Nutr Clin Pract. 2012 Aug;27(4):492-8. doi: 10.1177/0884533612446197. Epub 2012 Jun 19.

Abstract

The use of the "open abdomen" as a technique in the management of the complex surgical patient stems from the concept of damage control. Damage control principles underscore the importance of an abbreviated laparotomy focused on control of hemorrhage and gastrointestinal contamination in patients presenting with significant physiologic compromise. Definitive repair of injuries is postponed and the abdomen is temporarily "closed" using one of a number of different techniques. The ultimate goal is formal abdominal fascial closure within 48-72 hours of the initial laparotomy. Frequently, daily trips to the operating room are required for incremental closure of the abdominal fascia. However, in some cases, fascial closure is not possible secondary to ongoing visceral edema and loss of the peritoneal domain. In these cases, the patient is left with an "open abdomen" until skin grafting over the exposed peritoneal organs can be performed. Patients with an open abdomen have peritoneal contents exposed to the atmosphere and require a complex dressing to maintain fascial domain and provide protection to exposed organs. These patients are typically critically ill and managed in the intensive care unit early in the disease process. The open abdomen has become an important tool for the management of physiologically unstable patients requiring emergent abdominal surgical procedures. These patients present unique challenges to the critical care and nutrition support teams.
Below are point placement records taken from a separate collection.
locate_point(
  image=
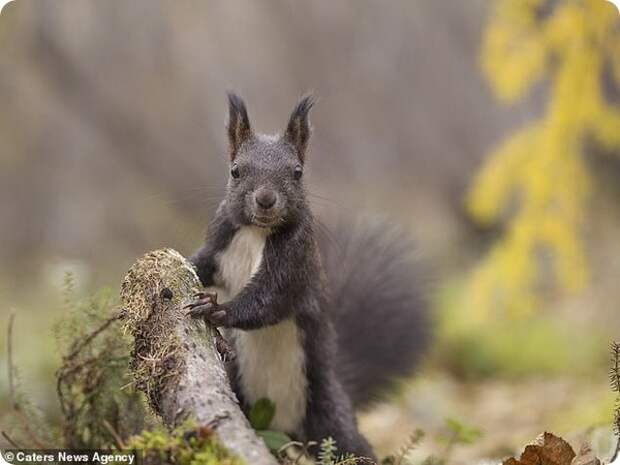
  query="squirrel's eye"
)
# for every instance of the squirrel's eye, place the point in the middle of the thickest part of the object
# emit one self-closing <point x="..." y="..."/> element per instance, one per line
<point x="234" y="171"/>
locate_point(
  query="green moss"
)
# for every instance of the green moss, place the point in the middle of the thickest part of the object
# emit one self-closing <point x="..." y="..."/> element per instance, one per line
<point x="185" y="445"/>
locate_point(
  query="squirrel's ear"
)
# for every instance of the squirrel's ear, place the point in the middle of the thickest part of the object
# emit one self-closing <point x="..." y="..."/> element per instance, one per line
<point x="239" y="129"/>
<point x="298" y="129"/>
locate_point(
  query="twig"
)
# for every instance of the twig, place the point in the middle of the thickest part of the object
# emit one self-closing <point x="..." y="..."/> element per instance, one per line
<point x="9" y="364"/>
<point x="92" y="336"/>
<point x="117" y="439"/>
<point x="65" y="370"/>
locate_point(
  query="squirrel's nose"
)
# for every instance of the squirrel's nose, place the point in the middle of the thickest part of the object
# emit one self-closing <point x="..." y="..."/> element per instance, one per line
<point x="265" y="198"/>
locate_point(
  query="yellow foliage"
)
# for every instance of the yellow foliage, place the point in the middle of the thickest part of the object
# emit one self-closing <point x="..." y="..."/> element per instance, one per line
<point x="536" y="181"/>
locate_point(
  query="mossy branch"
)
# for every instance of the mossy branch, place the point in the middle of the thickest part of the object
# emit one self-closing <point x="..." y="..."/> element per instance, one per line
<point x="175" y="361"/>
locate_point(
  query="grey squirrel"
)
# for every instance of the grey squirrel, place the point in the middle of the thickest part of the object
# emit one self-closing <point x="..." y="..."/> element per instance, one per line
<point x="318" y="325"/>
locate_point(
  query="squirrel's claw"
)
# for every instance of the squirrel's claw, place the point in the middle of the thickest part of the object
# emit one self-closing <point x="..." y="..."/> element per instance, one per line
<point x="206" y="307"/>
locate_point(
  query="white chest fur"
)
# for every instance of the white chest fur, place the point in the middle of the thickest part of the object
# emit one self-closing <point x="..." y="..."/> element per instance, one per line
<point x="270" y="360"/>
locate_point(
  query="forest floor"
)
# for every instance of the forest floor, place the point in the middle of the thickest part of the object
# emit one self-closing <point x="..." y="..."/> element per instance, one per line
<point x="507" y="414"/>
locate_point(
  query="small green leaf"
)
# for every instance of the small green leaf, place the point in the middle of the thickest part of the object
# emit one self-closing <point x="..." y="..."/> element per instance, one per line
<point x="262" y="413"/>
<point x="275" y="440"/>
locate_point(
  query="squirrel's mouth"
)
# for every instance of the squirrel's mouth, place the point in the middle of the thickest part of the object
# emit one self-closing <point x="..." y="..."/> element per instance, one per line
<point x="265" y="221"/>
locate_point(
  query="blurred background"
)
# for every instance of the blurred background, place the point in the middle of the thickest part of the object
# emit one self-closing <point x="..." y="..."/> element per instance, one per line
<point x="489" y="129"/>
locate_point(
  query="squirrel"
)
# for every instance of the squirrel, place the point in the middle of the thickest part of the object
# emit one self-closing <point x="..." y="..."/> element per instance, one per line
<point x="318" y="325"/>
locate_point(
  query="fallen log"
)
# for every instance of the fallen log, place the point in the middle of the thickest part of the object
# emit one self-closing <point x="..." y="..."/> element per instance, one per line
<point x="175" y="361"/>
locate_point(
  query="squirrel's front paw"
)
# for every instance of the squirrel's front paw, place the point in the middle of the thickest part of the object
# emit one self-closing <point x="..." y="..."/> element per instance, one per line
<point x="205" y="306"/>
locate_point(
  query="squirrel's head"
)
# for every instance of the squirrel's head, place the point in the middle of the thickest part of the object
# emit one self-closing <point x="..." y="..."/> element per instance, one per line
<point x="265" y="186"/>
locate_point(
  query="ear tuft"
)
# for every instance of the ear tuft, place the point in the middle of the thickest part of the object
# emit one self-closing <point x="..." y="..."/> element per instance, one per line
<point x="298" y="129"/>
<point x="239" y="129"/>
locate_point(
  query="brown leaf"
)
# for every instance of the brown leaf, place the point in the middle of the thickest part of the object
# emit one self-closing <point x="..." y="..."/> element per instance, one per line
<point x="546" y="450"/>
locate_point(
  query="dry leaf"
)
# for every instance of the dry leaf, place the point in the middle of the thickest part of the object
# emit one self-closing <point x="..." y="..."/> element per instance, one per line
<point x="546" y="450"/>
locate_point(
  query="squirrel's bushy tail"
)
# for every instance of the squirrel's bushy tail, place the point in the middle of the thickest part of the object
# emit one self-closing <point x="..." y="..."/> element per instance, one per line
<point x="377" y="305"/>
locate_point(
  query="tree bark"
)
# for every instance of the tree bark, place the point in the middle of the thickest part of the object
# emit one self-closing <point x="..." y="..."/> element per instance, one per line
<point x="175" y="361"/>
Careful attention to fluid and electrolyte management, meticulous wound care, prevention of enteroatmospheric fistula, and individualized nutrition support therapy are essential to successful recovery in this patient population.

摘要

“开放性腹部”作为一种技术在复杂外科患者的管理中使用,源于损伤控制性手术的概念。损伤控制性手术原则强调了在出现明显生理功能障碍的患者中,通过缩短剖腹手术来控制出血和胃肠道污染的重要性。对损伤的确定性修复被推迟,腹部使用多种不同技术进行暂时“关闭”。最终目标是在初始剖腹手术后 48-72 小时内正式进行腹壁筋膜关闭。通常,需要每天到手术室进行增量关闭腹壁筋膜。然而,在某些情况下,由于持续的内脏水肿和腹膜区域的丧失,筋膜关闭是不可能的。在这些情况下,患者将留有一个“开放性腹部”,直到可以对暴露的腹膜器官进行皮肤移植。开放性腹部患者的腹膜内容物暴露在空气中,需要一个复杂的敷料来维持筋膜区域并保护暴露的器官。这些患者通常病情危重,在疾病早期在重症监护病房进行管理。开放性腹部已成为管理需要紧急腹部手术的生理不稳定患者的重要工具。这些患者对重症监护和营养支持团队提出了独特的挑战。仔细注意液体和电解质管理、精心的伤口护理、预防肠-气瘘以及个体化的营养支持治疗,对于这类患者群体的成功康复至关重要。